To His Coy Mistress by Marvell - "Had we but world enough, and time"
An Old Pond by Matsuo Basho - Nothing that stand out. Off the top of my head, I can't think of any well known haikus.
Epigram: Engraved on the Collar of a Dog... by Pope - This whole thing should be well known but I don't know that it is.
Elegy Written in a Country Churchyard by Thomas Gray - "Full many a flow'r is born to blush unseen, And waste its sweetness on the desert air"
To Jeoffrey His Cat by Christopher Smart - Nothing here.
Amazing Grace by Newton - "Amazing Grace, How sweet the sound"
Tyger! Tyger! by Blake - "Tyger! Tyger! burning bright, In the forests of the night"
To a Mouse by Robert Burns - "The best laid schemes of Mice and Men, Gang aft agley [often go astray]"
Of the 31 poems that I've read through so far, 16 of them had lines that I thought were fairly well known. Of the other 15, there were a number of epic poems that are known more for their full story than for a turn of phrase. There were some that are really outside of western literature and unfair for me to judge.

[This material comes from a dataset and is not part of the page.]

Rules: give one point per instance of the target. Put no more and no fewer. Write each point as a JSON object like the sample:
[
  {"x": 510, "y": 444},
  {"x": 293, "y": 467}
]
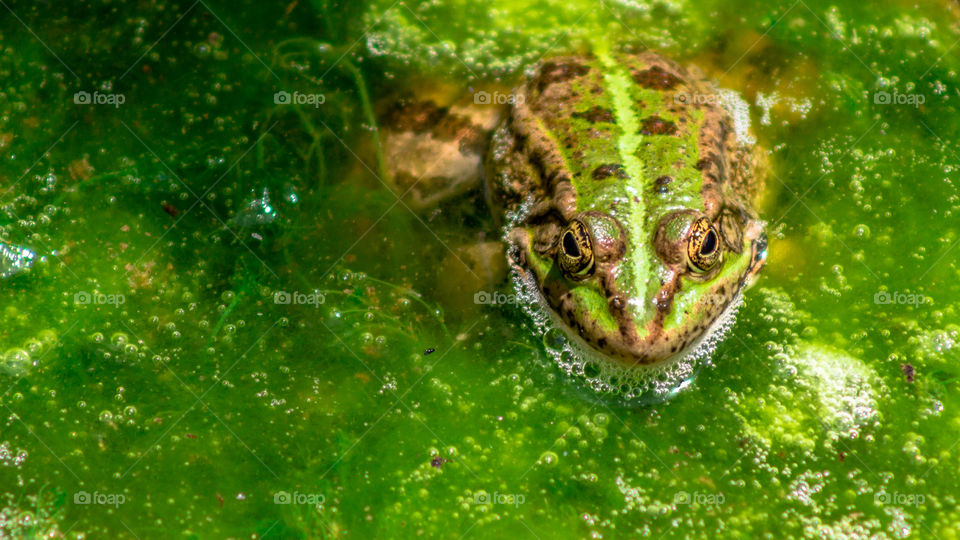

Which means that only about half a dozen were deemed part of the "100 best poems of all time" even though they didn't have a stand out line. I'll do this again when I get another third of the way through. I'll be curious to see if the newer poems have more 'stick' to them or not.
I'm not sure what (if anything) I showed here but at least it was interesting to me.